How 16, 8 and 4-bit floating point numbers work

Since the first edition of Kernighan and Ritchie and their C language book 50 years ago, it has been known that single-precision "float" types have a size of 32 bits and double-precision types have a size of 64 bits. There is also an 80-bit "long double" type with extended precision, and these types cover almost all your needs for floating-point data processing. But in recent years, especially with the rise of LLM this year, in order to reduce the storage and memory footprint of the model, developers have begun to shrink the floating point type as much as possible.

In this article, we will introduce the most popular floating point formats, create a simple neural network, and understand how it works.

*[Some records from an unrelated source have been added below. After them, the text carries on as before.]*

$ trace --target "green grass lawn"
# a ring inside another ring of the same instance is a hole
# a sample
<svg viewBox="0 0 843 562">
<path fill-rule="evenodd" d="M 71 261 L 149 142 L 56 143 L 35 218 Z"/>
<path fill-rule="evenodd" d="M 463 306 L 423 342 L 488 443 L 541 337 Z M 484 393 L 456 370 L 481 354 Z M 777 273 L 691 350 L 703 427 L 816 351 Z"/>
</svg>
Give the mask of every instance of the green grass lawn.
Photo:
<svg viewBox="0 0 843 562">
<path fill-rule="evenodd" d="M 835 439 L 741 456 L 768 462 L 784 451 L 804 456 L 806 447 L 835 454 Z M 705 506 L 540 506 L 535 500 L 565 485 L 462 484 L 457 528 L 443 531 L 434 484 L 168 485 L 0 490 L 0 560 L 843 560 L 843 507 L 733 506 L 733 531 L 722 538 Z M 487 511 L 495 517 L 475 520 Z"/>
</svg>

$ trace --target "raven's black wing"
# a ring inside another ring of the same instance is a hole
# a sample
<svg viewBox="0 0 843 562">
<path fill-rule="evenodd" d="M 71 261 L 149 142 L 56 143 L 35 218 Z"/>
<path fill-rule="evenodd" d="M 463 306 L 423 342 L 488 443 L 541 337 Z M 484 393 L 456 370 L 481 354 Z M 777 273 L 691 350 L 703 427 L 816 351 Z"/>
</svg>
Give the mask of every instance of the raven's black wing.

"Standard" 32-bit floating point numbers

Let's review the standard format first. The IEEE 754 floating-point arithmetic standard was developed by IEEE in 1985. A typical number of 32 floats looks like this:

The first bit is a symbol, the next 8 bits represent an exponent, and the last bit represents the mantissa. The final value is calculated as:

We create a helper function to print floating point values ​​in binary form:

 import struct
 
 
 def print_float32(val: float):
     """ Print Float32 in a binary form """
     m = struct.unpack('I', struct.pack('f', val))[0]
     return format(m, 'b').zfill(32)
 
 
 print_float32(0.15625)
 
 # > 00111110001000000000000000000000 

Create another inverse transformation function, which will be useful later:

 def ieee_754_conversion(sign, exponent_raw, mantissa, exp_len=8, mant_len=23):
     """ Convert binary data into the floating point value """
     sign_mult = -1 if sign == 1 else 1
     exponent = exponent_raw - (2 ** (exp_len - 1) - 1)
     mant_mult = 1
     for b in range(mant_len - 1, -1, -1):
         if mantissa & (2 ** b):
             mant_mult += 1 / (2 ** (mant_len - b))
 
     return sign_mult * (2 ** exponent) * mant_mult
 
 
 ieee_754_conversion(0b0, 0b01111100, 0b01000000000000000000000)
 
 #> 0.15625

As a developer, you surely know that floating point types have limited accuracy, like this one:

 val = 3.14
 print(f"{val:.20f}")
 
 # > 3.14000000000000012434

In general, this isn't a big problem, but the fewer bits we have, the lower the accuracy we get.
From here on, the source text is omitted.